Emma regarda l’heure. Elle transmit un message texte à Gabriel pour le remercier de ce qu’il avait fait pour elle. Elle en envoya un autre à Ian pour lui dire qu’elle partait pour un temps indéterminé dans son village natal. Elle se dit qu’il finirait peut-être par retourner à New York et que ça rendrait la situation plus facile et moins troublée. Elle rangea son téléphone dans son sac à main et posa ses affaires près de l’entrée pour être prête à partir. Candice frappa à la porte assez fortement pour faire sursauter les deux filles. Charlotte alla ouvrir et sourit en voyant la femme qui était là, presque aussi fraîche qu’une rose.

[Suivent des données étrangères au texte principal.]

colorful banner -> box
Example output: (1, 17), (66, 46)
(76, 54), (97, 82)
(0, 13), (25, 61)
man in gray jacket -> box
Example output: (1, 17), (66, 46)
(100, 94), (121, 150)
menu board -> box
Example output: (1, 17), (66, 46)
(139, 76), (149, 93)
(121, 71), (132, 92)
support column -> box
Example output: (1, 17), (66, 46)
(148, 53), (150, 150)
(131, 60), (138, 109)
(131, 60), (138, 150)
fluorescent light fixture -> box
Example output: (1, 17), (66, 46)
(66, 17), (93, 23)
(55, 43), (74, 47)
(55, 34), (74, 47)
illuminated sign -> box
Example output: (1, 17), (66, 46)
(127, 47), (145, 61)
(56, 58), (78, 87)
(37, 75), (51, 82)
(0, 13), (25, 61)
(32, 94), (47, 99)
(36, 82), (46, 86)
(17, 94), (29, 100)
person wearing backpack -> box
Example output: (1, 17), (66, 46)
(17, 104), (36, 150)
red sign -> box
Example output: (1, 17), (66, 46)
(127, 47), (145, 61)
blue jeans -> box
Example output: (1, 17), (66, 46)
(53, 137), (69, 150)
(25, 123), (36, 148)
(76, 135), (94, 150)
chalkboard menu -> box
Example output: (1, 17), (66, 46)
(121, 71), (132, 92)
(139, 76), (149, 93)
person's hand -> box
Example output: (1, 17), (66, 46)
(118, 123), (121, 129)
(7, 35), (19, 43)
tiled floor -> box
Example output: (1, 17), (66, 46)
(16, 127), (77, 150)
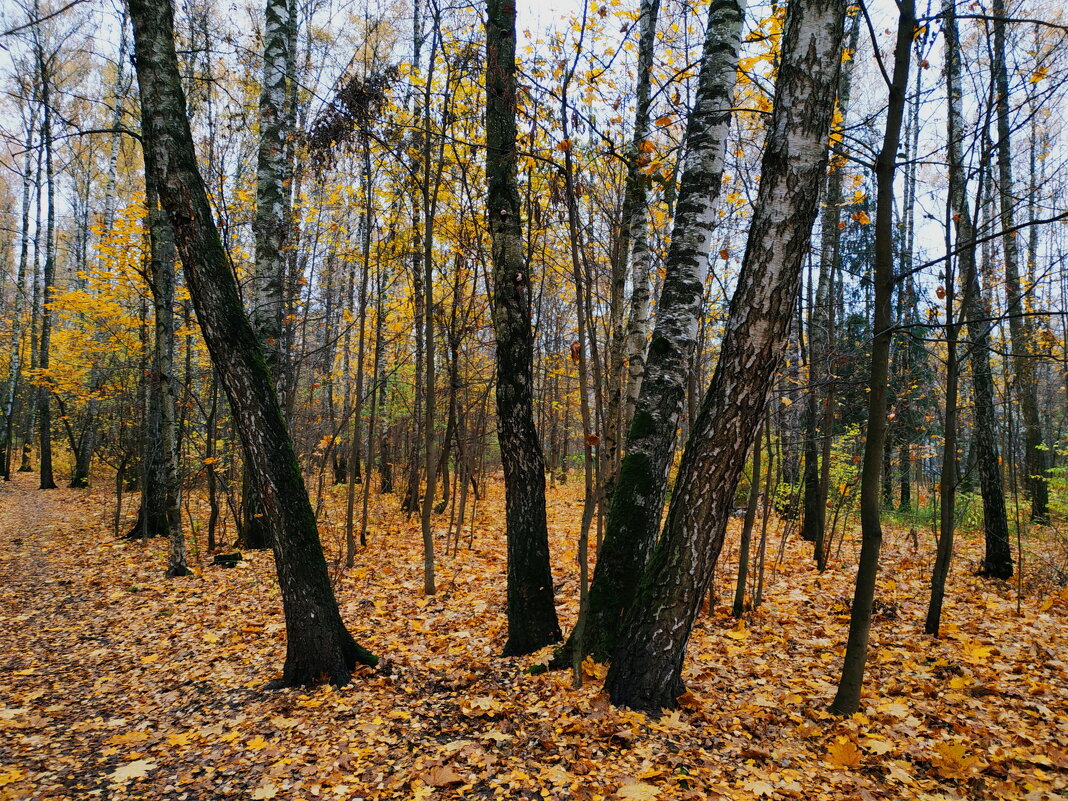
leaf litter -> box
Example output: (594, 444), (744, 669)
(0, 474), (1065, 800)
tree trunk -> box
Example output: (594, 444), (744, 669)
(561, 0), (744, 667)
(486, 0), (562, 655)
(36, 39), (56, 492)
(603, 0), (661, 491)
(3, 92), (37, 481)
(604, 0), (847, 712)
(240, 0), (296, 550)
(127, 0), (376, 685)
(733, 418), (763, 618)
(830, 0), (914, 716)
(145, 177), (190, 577)
(991, 0), (1048, 524)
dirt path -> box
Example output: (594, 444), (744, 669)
(0, 475), (143, 797)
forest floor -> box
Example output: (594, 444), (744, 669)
(0, 472), (1066, 801)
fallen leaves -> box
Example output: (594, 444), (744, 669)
(0, 477), (1066, 801)
(110, 759), (156, 783)
(615, 780), (660, 799)
(826, 737), (863, 769)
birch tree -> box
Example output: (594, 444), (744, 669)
(559, 0), (745, 667)
(127, 0), (376, 685)
(604, 0), (848, 712)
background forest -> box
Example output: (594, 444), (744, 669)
(0, 0), (1066, 797)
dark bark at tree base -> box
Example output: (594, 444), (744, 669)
(124, 511), (169, 539)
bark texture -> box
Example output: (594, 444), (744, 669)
(240, 0), (297, 551)
(604, 0), (847, 712)
(128, 0), (376, 685)
(486, 0), (562, 655)
(145, 178), (189, 577)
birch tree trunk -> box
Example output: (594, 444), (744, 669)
(561, 0), (744, 666)
(241, 0), (296, 550)
(146, 177), (190, 577)
(486, 0), (562, 655)
(605, 0), (847, 713)
(603, 0), (661, 487)
(127, 0), (376, 685)
(3, 92), (37, 481)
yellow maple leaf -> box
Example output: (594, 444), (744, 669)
(932, 741), (981, 777)
(826, 737), (863, 769)
(251, 784), (278, 800)
(744, 779), (775, 797)
(247, 736), (269, 750)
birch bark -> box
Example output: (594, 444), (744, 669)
(605, 0), (847, 712)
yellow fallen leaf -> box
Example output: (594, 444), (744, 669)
(251, 783), (278, 799)
(826, 737), (863, 769)
(423, 765), (463, 786)
(106, 731), (150, 746)
(932, 741), (981, 777)
(247, 735), (269, 751)
(110, 759), (156, 783)
(0, 768), (24, 787)
(167, 731), (193, 746)
(616, 781), (660, 800)
(744, 779), (775, 797)
(864, 737), (893, 755)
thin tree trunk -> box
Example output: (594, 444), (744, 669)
(830, 0), (915, 716)
(36, 35), (56, 492)
(733, 418), (762, 618)
(3, 93), (37, 481)
(991, 0), (1048, 524)
(146, 177), (190, 577)
(603, 0), (661, 490)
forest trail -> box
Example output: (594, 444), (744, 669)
(0, 474), (175, 797)
(0, 476), (1065, 800)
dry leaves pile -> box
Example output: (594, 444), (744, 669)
(0, 473), (1065, 800)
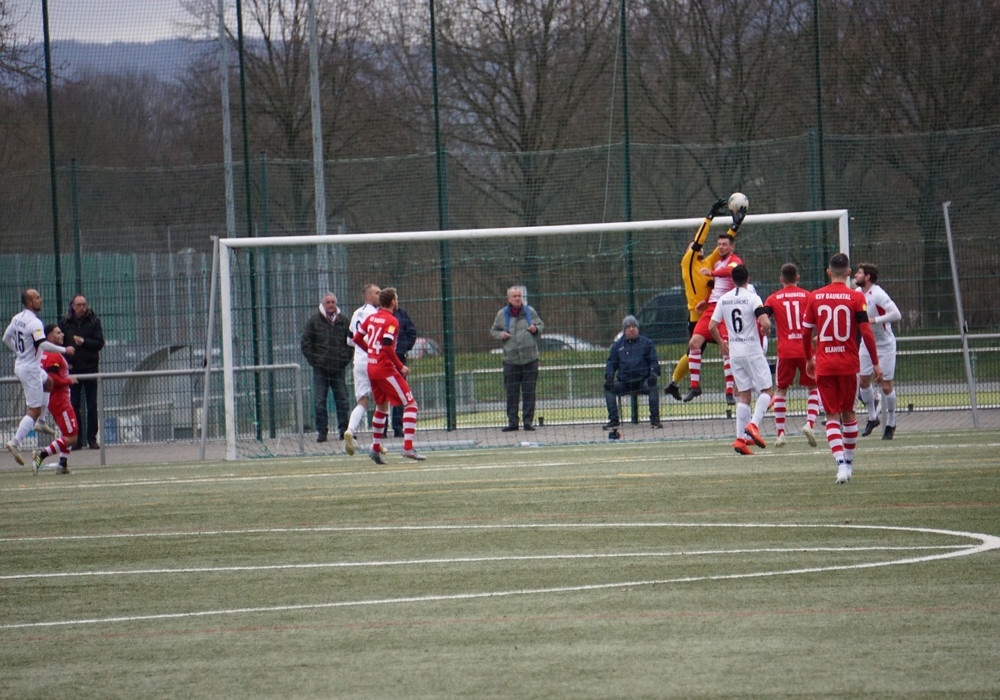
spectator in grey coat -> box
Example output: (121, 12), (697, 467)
(490, 286), (544, 432)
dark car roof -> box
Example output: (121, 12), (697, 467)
(634, 289), (689, 345)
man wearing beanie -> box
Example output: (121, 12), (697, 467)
(603, 315), (662, 429)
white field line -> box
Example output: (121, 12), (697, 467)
(0, 545), (970, 580)
(3, 440), (998, 493)
(3, 524), (998, 630)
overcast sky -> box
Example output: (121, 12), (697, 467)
(12, 0), (217, 44)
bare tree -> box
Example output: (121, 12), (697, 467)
(177, 0), (413, 232)
(826, 0), (1000, 322)
(429, 0), (618, 225)
(629, 0), (814, 203)
(0, 0), (42, 93)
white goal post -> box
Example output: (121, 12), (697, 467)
(215, 209), (850, 460)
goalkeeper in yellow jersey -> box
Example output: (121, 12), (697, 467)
(664, 198), (742, 401)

— Merci, Candice, c’est vraiment généreux de ta part. Je ne trouve pas les mots pour te remercier... dit Charlotte en serrant la main de sa patronne.

— Merci, Candice, prononça faiblement Emma en évitant de la regarder.

— Il est tard, il faudrait peut-être partir tout de suite, sans plus attendre, répondit Candice.

Charlotte attrapa le bagage d’Emma et elles prirent toutes les trois la direction de la voiture de Candice après s’être assurées que tout était bien fermé à clef. Emma tendit une clef à Charlotte pour qu’elle puisse venir s’occuper de son chat le temps qu’elle serait à l’extérieur, ne sachant pas combien de jours ce serait. Charlotte serra très fort sa meilleure amie dans ses bras. Tentant par la même occasion de lui insuffler un peu d’énergie et de puissance pour les moments difficiles qu’elle vivait en ce moment.

Emma monta dans le 4 X 4 noir de Candice. Le plus récent modèle. La voiture avait même une odeur de neuf, lui rappelant étrangement un souvenir de sa mère et de son père à un moment charnière de leur relation. Elle chassa à toute vitesse cette idée et la précarité de la santé de son père remonta rapidement à son esprit. Elle reçut un message de Ian lui demandant où se trouvait son village, lui déclarant qu’il s’arrangerait pour venir la soutenir dans cette épreuve. Elle n’avait pas envie de lui répondre immédiatement. Elle jeta son appareil dans le fond de son sac à main et appuya sa tête sur son bras qui était accoudé sur le rebord de la fenêtre de la voiture. La radio était en marche. La musique n’était pas très forte et une vieille chanson d’un groupe autrefois populaire y jouait.

— Comment ça va, Emma ? demanda Candice pour briser le silence entre elles.

Elles n’étaient pas encore sorties de l’île pour prendre la direction de l’Autoroute 20.

— Comme une fille dont le père est dans un état critique à l’hôpital, répondit Emma d’un ton neutre.

Candice s’aperçut que sa question n’avait pas été la meilleure de toutes celles qu’elle avait pu poser dans sa vie. Elle tenta de rectifier le tir.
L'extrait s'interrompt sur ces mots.